The Import module reads server log files one line at a time. Each line is then parsed (separated) into the data fields shown in the following table.
Information |
Description |
Internet address |
The Internet address (Internet IP or resolved Internet host name) from which the request came, and to which the server sent the response. |
Time stamp |
The date and time the server responded to the request. |
File name |
The content file name, or URL, that was sent back to the Internet address. |
User name |
The user name used to log in to a site requiring registration. |
Size |
The size of the response in bytes. This number is used to calculate bandwidth usage. |
User agent |
The product name, product version, operating system, and the security scheme of the web browser used for the request. |
Referrer |
The referring URL of the current request (the page containing the link the user clicked.) |
Cookie |
A persistent identification code assigned to the user, which allows you to track the user across several visits. |
HTTP response code |
The response code (200, 304, or 302) associated with a request. |
Site type |
The type of Internet site (web, gopher, FTP). This field is found within log files that are common to multiple servers. |
Server IP |
The IP address of the individual server. This field is necessary to distinguish servers for a multihomed log data source. |
Internet server log files must be in one of the formats shown in the following table for the Import module to interpret the log file data correctly.
Site type |
Supported log file formats |
World Wide Web |
Common log file format EMWACS log file format Usage Analyst extended log file format Intersé Market Focus 1 database Intersé Market Focus 2 database MCI log file format Microsoft IIS standard log file format Microsoft IIS extended log file format Microsoft IIS hyperextended log file format Microsoft IIS ODBC log file format NCSA combined log file format NCSA combined w/ servername log file format NCSA w/ servername log file format Netscape Proxy extended logging format Open Market extended log file format O’Reilly Multihome common log file format 1.0 O’Reilly Windows log file format 1.0 SiteTrack log file format Spry Web Server ASCII log file format Spry Web Server ODBC log file format Universal log file format UUNET extended log file format WebFacts audit log file format WebStar log file format Zeus common log file format |
FTP |
WU Archive FTP log file format Microsoft Internet Server log file format |
Gopher |
Microsoft Internet Server log file format |
Real time stream |
Real Audio log file format |
This log file format includes:
Here’s a sample line from the common log file:
www.interse.com - bob [08/Aug/1995:06:00:00 -0800] "GET /analyst/
HTTP/1.0" 200 1067
Note
Any text after the file size on a log file line is ignored by the Import module.
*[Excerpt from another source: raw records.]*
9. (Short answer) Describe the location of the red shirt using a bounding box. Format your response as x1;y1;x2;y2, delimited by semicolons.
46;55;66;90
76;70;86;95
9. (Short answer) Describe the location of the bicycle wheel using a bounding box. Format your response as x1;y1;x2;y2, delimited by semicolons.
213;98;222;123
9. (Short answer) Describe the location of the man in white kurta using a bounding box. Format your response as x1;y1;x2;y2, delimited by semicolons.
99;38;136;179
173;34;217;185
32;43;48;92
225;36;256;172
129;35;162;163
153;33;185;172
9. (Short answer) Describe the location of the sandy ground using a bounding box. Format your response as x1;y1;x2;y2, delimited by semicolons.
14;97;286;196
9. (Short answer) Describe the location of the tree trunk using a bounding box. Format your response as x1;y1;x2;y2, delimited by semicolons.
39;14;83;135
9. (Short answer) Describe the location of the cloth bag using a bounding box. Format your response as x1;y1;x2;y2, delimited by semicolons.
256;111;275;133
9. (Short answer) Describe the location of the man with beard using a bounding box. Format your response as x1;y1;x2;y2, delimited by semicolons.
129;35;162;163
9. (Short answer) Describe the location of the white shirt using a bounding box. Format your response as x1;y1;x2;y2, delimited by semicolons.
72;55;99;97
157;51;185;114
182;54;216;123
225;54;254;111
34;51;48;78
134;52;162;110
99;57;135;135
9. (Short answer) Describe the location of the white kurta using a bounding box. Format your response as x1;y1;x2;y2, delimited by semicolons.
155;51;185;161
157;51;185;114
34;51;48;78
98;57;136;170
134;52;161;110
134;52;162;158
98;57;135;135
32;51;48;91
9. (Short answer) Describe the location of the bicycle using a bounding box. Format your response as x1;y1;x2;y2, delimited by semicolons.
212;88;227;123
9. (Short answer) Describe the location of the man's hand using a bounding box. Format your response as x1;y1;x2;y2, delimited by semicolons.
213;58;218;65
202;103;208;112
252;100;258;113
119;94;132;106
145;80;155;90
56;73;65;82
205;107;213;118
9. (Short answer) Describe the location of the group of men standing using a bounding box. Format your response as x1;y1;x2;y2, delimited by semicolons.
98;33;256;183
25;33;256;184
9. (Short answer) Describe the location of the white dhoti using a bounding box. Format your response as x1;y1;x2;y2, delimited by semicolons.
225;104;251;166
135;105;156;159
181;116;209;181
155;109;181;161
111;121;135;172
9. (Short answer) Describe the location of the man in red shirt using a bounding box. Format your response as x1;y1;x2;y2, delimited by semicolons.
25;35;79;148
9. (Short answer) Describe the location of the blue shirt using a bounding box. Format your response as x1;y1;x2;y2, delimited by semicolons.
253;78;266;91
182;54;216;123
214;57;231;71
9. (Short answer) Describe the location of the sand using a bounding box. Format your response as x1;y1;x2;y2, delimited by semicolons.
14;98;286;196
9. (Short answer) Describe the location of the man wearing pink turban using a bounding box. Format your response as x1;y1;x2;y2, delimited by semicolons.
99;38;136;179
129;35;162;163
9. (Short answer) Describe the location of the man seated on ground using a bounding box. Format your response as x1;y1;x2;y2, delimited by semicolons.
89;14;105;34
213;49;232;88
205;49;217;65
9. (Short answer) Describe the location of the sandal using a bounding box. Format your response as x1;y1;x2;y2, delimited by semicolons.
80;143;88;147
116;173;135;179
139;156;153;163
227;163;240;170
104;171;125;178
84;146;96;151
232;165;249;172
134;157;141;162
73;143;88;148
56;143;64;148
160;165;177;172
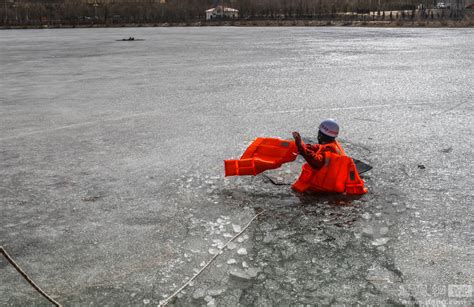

This log file format is produced by the EMWACS web server. EMWACS is a public domain web server for Windows NT.
Here’s a sample line from an EMWACS log file:
Mon Aug 07 08:54:39 1995 204.86.26.20 157.54.17.9 GET /analyst/
HTTP/1.0
The extended log file format is simply the common log format with three additional fields:
Note
This format was designed to be compatible with many of the custom extended log file formats currently in use.
Not all fields are required to comply with the format. Any of the following would be a valid extended log file entry:
The syntax of the extended log file format is:
Common Log Format ["referrer/-" ["user agent" ["cookie"]]]
Quotes around the referrer string are optional, but recommended. If quotes start the referrer string, quotes must end it. If quotes aren’t used and the referrer is blank, then a hyphen is accepted as a blank referrer string.
User agent strings must be surrounded by quotes. A blank user agent string is represented by "".
Cookie strings must be surrounded by quotes. A blank cookie string is represented by "".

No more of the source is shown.